Birds that bring gifts and do the gardening - BBC News*


----------



## Jonah (Feb 3, 2013)

Wow...I never really cared for crow's much but after reading those stories I have a new found respect for and view of them. Thank's for sharing this sister...:hug:


----------



## StarlingWings (Mar 15, 2013)

That is the most adorable thing I've ever seen! How lovely, crows are so clever 
Thank you for sharing this article, it was a fun and enjoyable read!


----------



## FaeryBee (May 9, 2011)

*I very much enjoyed reading this, Ollie.

I have several crows that visit me regularly. *


----------



## Kate C (Oct 15, 2007)

What great stories. I especially liked the one about the cat that had been taken by the coyote. How sweet were the Crows in that one. I always knew they were super smart and would love to have one but they don't visit me here. I occasionally get Magpies and Currawongs, but no Crows or Ravens. 

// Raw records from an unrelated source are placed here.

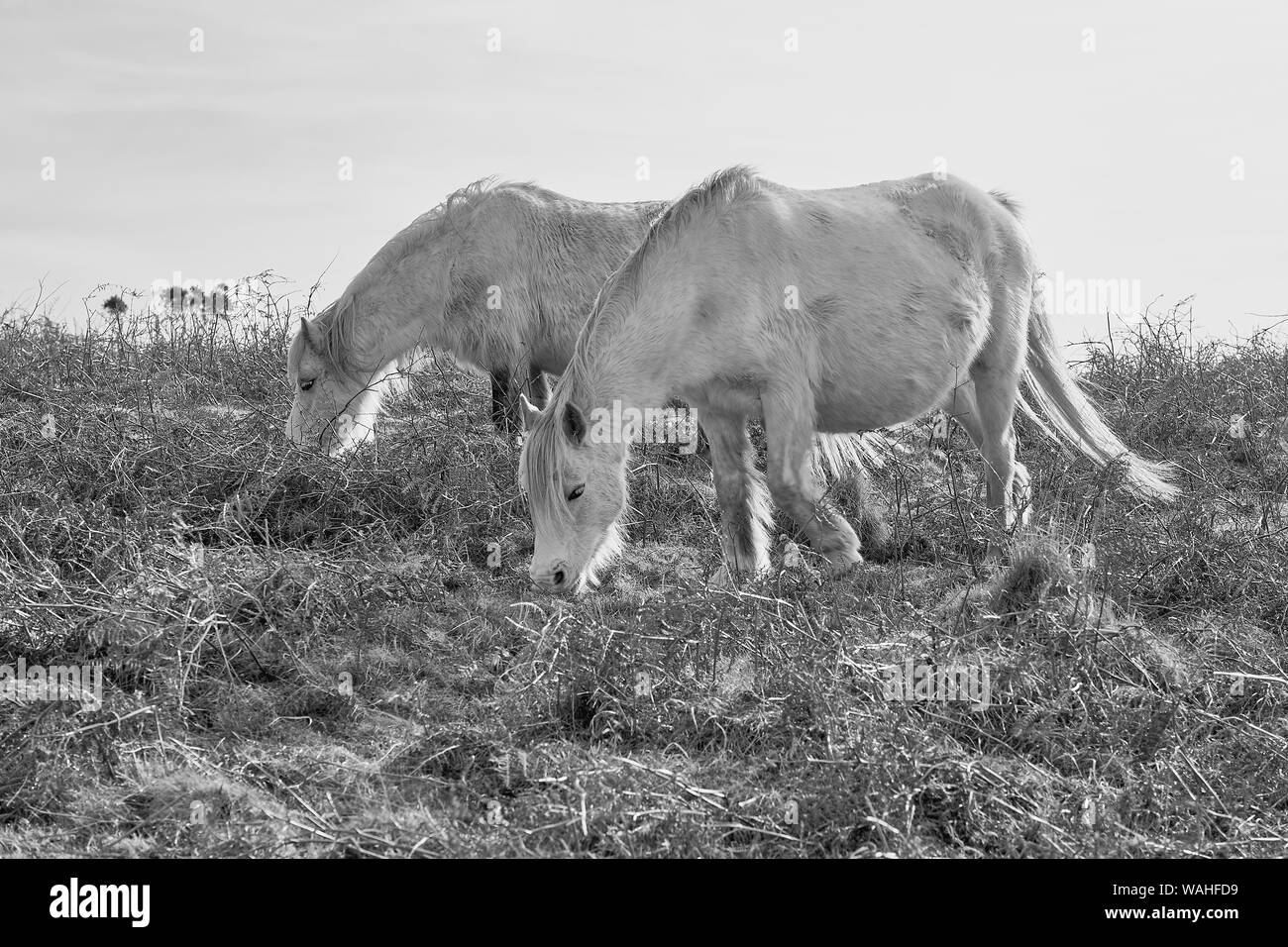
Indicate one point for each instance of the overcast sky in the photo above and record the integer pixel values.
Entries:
(1146, 141)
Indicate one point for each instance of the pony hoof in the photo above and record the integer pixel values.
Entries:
(844, 567)
(721, 579)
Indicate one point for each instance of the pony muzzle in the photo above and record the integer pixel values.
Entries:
(555, 578)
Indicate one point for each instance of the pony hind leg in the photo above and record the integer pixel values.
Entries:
(986, 408)
(741, 491)
(790, 436)
(537, 389)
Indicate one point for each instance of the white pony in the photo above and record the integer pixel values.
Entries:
(833, 311)
(498, 275)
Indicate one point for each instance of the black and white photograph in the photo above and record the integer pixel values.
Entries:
(677, 431)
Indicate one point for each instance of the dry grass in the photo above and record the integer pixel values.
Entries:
(314, 659)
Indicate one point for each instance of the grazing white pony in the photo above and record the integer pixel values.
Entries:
(500, 275)
(835, 311)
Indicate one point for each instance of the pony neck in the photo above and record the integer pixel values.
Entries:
(623, 373)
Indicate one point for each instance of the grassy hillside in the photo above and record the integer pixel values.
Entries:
(313, 657)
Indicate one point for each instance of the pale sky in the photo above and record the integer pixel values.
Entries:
(1146, 141)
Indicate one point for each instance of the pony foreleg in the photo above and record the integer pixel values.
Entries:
(789, 432)
(537, 389)
(742, 495)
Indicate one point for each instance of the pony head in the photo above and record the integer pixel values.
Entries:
(576, 487)
(334, 407)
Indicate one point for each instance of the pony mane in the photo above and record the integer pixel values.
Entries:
(542, 447)
(449, 219)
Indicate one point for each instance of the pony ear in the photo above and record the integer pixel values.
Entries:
(531, 412)
(575, 423)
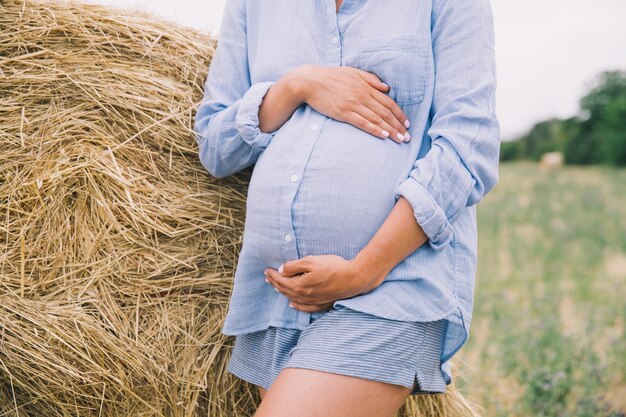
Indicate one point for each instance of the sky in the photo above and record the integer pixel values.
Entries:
(548, 52)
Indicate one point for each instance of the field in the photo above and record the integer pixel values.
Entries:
(547, 337)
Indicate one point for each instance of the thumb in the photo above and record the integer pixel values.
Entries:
(293, 267)
(373, 80)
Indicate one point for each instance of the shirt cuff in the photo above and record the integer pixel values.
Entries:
(247, 117)
(429, 215)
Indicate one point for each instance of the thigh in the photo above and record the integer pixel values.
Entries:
(312, 393)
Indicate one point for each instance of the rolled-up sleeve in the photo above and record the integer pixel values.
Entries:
(461, 166)
(226, 124)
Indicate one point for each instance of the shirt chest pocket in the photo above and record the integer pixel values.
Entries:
(401, 61)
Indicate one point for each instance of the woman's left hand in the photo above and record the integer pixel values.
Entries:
(314, 282)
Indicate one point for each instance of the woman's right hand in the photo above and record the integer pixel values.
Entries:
(351, 95)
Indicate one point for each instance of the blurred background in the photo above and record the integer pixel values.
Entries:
(548, 335)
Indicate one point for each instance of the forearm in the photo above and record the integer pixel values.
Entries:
(281, 100)
(398, 237)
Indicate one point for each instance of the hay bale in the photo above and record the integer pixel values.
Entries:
(551, 160)
(117, 249)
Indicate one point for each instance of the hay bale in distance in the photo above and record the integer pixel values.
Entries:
(117, 249)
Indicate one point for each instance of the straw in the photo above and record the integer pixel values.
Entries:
(117, 248)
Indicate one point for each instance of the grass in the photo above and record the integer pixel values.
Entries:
(547, 336)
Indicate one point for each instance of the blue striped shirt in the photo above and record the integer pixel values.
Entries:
(323, 186)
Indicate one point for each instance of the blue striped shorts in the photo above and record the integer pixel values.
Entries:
(347, 342)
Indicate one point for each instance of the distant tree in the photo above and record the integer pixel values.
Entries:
(596, 135)
(601, 136)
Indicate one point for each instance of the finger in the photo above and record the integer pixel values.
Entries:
(309, 308)
(362, 123)
(373, 80)
(375, 119)
(295, 267)
(399, 130)
(390, 104)
(281, 283)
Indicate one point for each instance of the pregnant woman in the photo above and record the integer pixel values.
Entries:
(373, 132)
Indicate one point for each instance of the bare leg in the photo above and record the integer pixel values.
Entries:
(310, 393)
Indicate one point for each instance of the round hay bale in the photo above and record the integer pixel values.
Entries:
(117, 249)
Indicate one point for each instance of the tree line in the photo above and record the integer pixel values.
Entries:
(596, 135)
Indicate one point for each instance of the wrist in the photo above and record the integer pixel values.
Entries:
(298, 83)
(369, 268)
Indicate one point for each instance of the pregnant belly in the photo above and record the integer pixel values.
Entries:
(345, 192)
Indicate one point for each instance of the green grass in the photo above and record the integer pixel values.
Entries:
(547, 336)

A friend has a pet Magpie that she rescued when he was a baby. He is amazing. Talks and is very cheeky. Unfortunately he does love toes, so wearing flip flops or sandals or bare feet is not wise around him.


----------



## Budget baby (Jan 1, 2013)

OH my , I made my husband come and sit while I read all of them out loud to him but the funny part is : I have a small plate on my dresser in the dining room where I place my jewellery when I come in from work or I should say when I was working LOL.
Any way how amazing is this ,as soon as I finished reading the thread to Hubby who had Budget sitting on his shoulder whilst I read it Off Budget goes Hubby goes out and there he is in my jewellery plate picking up ear rings and placing them on the floor in a little pile :bowrofl:


----------



## aluz (Jul 24, 2011)

I loved reading these stories, not only crows are incredibly intelligent, but are also very considerate with their human friends.  
I was moved when the crow offered the cat's collar. And how cool it is to have a crow help you with gardening!


----------



## Vargur (May 4, 2013)

I love those stories!

I feed the ravens in my garden, now.. I will play the waiting game (for the gifts)


----------



## SPBudgie (Nov 11, 2008)

*


Pretty boy said:



OH my , I made my husband come and sit while I read all of them out loud to him but the funny part is : I have a small plate on my dresser in the dining room where I place my jewellery when I come in from work or I should say when I was working LOL.
Any way how amazing is this ,as soon as I finished reading the thread to Hubby who had Budget sitting on his shoulder whilst I read it Off Budget goes Hubby goes out and there he is in my jewellery plate picking up ear rings and placing them on the floor in a little pile :bowrofl:

Click to expand...

WOW! That's so amazing  and Cool! :clap: :laughing2:*


----------



## SPBudgie (Nov 11, 2008)

*


aluz said:



I loved reading these stories, not only crows are incredibly intelligent, but are also very considerate with their human friends.  
I was moved when the crow offered the cat's collar. And how cool it is to have a crow help you with gardening!

Click to expand...

Totally! *


----------



## SPBudgie (Nov 11, 2008)

A friend has a pet Magpie that she rescued when he was a baby. He is amazing. Talks and is very cheeky. Unfortunately he does love toes, so wearing flip flops or sandals or bare feet is not wise around him.

*Ha Ha! Typical!*


----------